As originally proposed by the government of Chancellor Angela Merkel last year, the law was seen as a clear attempt by a European government to force major Internet companies like Google to share some of the billions of euros they earn from the sale of advertising placed alongside the news that Google links to.

But a last-minute change, proposed this past week by the Free Democratic Party, the junior partner in Ms. Merkel's government, allowed for the use of "individual words or the smallest excerpts of text" free of charge, meaning that only those companies who reproduce full texts for commercial use will be required to compensate the news publishers.

The weakened bill passed Germany's lower house, the Bundestag, by a vote of 293 to 243. But it will require approval by Germany's upper house, the Bundesrat, which is controlled by the Social Democrats and the Greens, in the opposition, which have sought to have the bill scrapped altogether.

"No one except for a few big publishers wants this law," said Tabea Rössner, a member of the Greens and a media expert, during the debate before the vote on Friday. "Certainly no one in the online world."

Google welcomed the fact that only a weakened version had passed, but made clear its opposition to any form of legislation.

The company had bitterly opposed the original proposal and waged a campaign dubbed "Defend Your Net," both online and through full-page ads in the very publications that would profit from the proposed law, known as an ancillary copyright law because it extends copyright to new areas.

Google argued that the law would impinge on the free flow of information and innovation online.

"As a result of today's vote, ancillary copyright in its most damaging form has been stopped," said Ralf Bremer, a spokesman for Google in Germany, who argued that the law was "not necessary because publishers and Internet companies can innovate together, just as Google has done in many other countries."

Google does not sell advertising on its German news aggregation service, which displays snippets of articles and links to the originating sites. But the company earns billions of euros from advertising on its search engine and other services.

Most German newspaper publishers, on the other hand, generate only minuscule revenue online from advertising or other sources, like so-called pay walls around their content.

Consequently, they welcomed the law, even in its weakened form, as an instrument that would allow them to determine the conditions under which material produced by their journalists and writers could be used by search engines and other third-party aggregators that reproduce their material online.

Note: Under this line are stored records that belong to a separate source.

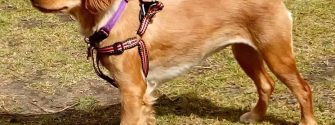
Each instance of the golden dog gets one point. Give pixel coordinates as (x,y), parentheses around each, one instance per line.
(184,34)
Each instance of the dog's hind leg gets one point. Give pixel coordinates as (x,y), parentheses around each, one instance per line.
(252,63)
(280,59)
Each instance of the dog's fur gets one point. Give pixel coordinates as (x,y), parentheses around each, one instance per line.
(184,34)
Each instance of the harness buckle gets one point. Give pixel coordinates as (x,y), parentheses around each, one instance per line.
(118,48)
(98,36)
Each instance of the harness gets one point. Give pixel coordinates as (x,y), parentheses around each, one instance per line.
(147,12)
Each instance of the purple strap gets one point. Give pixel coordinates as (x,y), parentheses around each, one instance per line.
(111,23)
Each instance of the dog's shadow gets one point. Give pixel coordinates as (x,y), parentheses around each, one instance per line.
(182,105)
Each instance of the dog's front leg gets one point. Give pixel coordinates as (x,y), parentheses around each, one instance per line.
(135,101)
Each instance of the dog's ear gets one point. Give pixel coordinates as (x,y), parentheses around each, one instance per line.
(97,6)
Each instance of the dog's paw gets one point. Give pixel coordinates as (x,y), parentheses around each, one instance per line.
(250,117)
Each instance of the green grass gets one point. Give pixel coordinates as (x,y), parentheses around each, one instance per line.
(46,54)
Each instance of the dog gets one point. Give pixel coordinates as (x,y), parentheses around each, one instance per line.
(183,34)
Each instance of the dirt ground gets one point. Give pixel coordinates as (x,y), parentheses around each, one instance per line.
(46,80)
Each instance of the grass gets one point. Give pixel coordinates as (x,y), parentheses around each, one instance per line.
(46,54)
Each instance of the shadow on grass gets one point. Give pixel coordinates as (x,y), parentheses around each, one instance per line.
(183,105)
(187,104)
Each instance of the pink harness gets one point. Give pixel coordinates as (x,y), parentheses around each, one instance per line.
(148,11)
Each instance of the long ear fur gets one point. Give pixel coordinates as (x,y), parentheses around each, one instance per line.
(97,6)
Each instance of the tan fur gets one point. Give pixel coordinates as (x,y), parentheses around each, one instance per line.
(185,33)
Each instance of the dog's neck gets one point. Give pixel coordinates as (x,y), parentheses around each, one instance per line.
(92,22)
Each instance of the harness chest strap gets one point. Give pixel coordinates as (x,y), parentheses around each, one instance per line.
(119,47)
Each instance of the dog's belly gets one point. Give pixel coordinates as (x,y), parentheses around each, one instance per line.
(170,65)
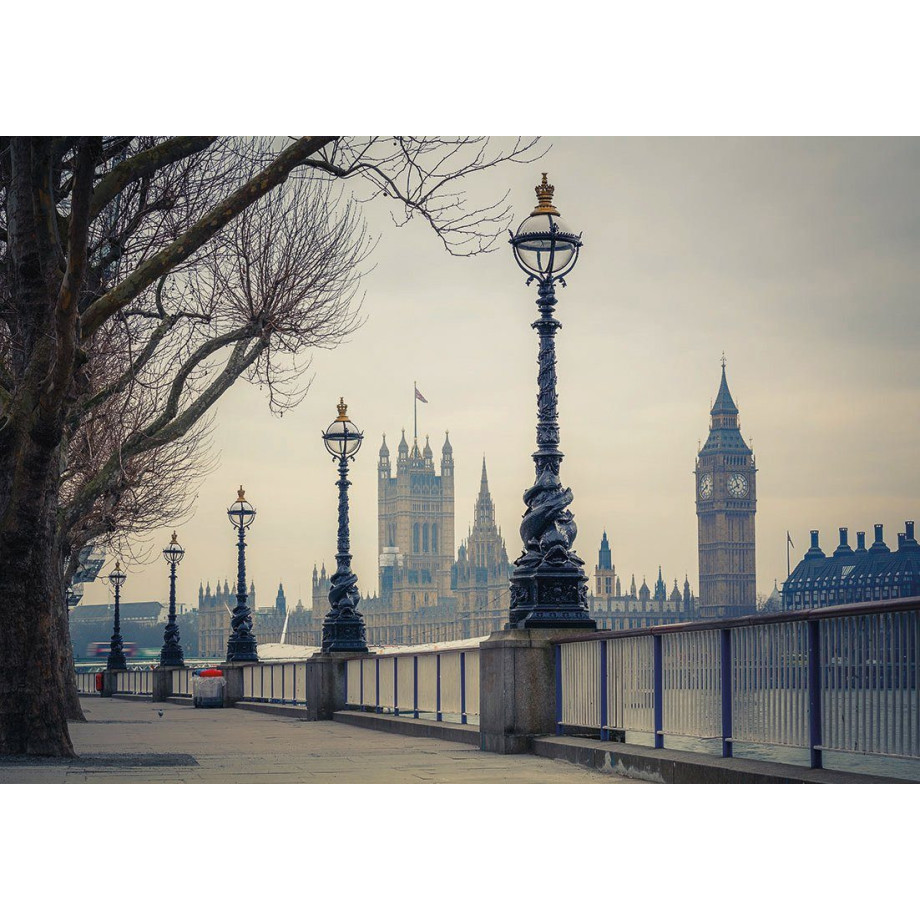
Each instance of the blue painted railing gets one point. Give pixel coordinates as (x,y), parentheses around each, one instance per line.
(839,679)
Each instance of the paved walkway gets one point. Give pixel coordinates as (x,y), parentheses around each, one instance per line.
(125,741)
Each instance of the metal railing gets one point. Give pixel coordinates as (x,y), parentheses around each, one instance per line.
(276,683)
(839,679)
(443,686)
(86,681)
(138,682)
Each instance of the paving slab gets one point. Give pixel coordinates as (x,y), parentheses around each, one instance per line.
(128,741)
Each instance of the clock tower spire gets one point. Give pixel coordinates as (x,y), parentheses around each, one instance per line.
(726,499)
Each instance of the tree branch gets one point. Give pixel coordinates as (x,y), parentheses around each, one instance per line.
(200,232)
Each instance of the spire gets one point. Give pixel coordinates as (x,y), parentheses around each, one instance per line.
(604,560)
(724,404)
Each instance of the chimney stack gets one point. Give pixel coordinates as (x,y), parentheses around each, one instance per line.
(879,545)
(844,548)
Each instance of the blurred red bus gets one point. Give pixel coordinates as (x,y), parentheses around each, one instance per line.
(102,649)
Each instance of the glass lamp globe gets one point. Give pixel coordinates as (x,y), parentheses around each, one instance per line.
(241,513)
(544,246)
(174,552)
(342,438)
(117,577)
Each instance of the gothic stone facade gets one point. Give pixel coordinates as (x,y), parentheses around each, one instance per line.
(726,500)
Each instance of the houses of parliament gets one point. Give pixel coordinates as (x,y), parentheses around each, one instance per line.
(427,592)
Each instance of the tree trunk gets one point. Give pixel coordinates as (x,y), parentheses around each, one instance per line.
(33,708)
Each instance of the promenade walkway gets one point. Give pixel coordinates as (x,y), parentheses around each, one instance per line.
(126,741)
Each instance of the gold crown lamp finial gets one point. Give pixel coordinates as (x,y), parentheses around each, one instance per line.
(545,199)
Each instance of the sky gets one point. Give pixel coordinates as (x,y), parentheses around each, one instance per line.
(797,258)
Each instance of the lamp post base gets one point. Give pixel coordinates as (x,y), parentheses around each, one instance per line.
(242,649)
(550,597)
(171,656)
(344,634)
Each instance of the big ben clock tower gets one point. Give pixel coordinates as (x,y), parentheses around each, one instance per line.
(726,499)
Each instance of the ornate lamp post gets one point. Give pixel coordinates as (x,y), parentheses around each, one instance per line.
(549,588)
(116,660)
(343,628)
(241,645)
(171,654)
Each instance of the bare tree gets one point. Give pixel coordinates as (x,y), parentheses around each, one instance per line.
(140,278)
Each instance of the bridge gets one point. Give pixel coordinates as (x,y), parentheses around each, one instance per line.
(827,695)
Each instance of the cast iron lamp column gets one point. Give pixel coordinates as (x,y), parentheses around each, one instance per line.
(171,654)
(241,645)
(343,628)
(549,588)
(116,660)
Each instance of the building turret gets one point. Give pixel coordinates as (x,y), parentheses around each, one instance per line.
(281,601)
(661,592)
(644,592)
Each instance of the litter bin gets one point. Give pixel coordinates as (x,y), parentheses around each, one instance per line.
(208,689)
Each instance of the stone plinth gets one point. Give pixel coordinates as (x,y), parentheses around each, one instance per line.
(517,688)
(326,685)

"With the ancillary copyright law, publishing houses now have a right that other intermediaries have long had," the Federation of German Newspaper Publishers said.

Members of the European Publishers Council, a lobbying group in Brussels which has been pushing for a fundamental change in the relationship between publishers and Google, also hailed the law as an important step toward recognizing "clearly in copyright law both the value and the cost of investment in professional journalistic content."

"The E.P.C. believes that this law will help establish a market for aggregator content," said Angela Mills Wade, the E.P.C.'s executive director. "New innovative business models can now be built based on legally licensed content."

But critics charge that by watering down the law, it not only fails to grant full legal clarity to either of the two sides, but opens the door to lengthy legal disputes over the exact definition of a snippet and how much text can be legally reproduced by the search engines without incurring charges.

"The Bundestag passed a law today that will make neither the publishers, nor the critics nor the general public happy," wrote the Süddeutsche Zeitung in an opinion piece about the law. "Who is helped by a law that does not have any winners, only both sides somehow lose."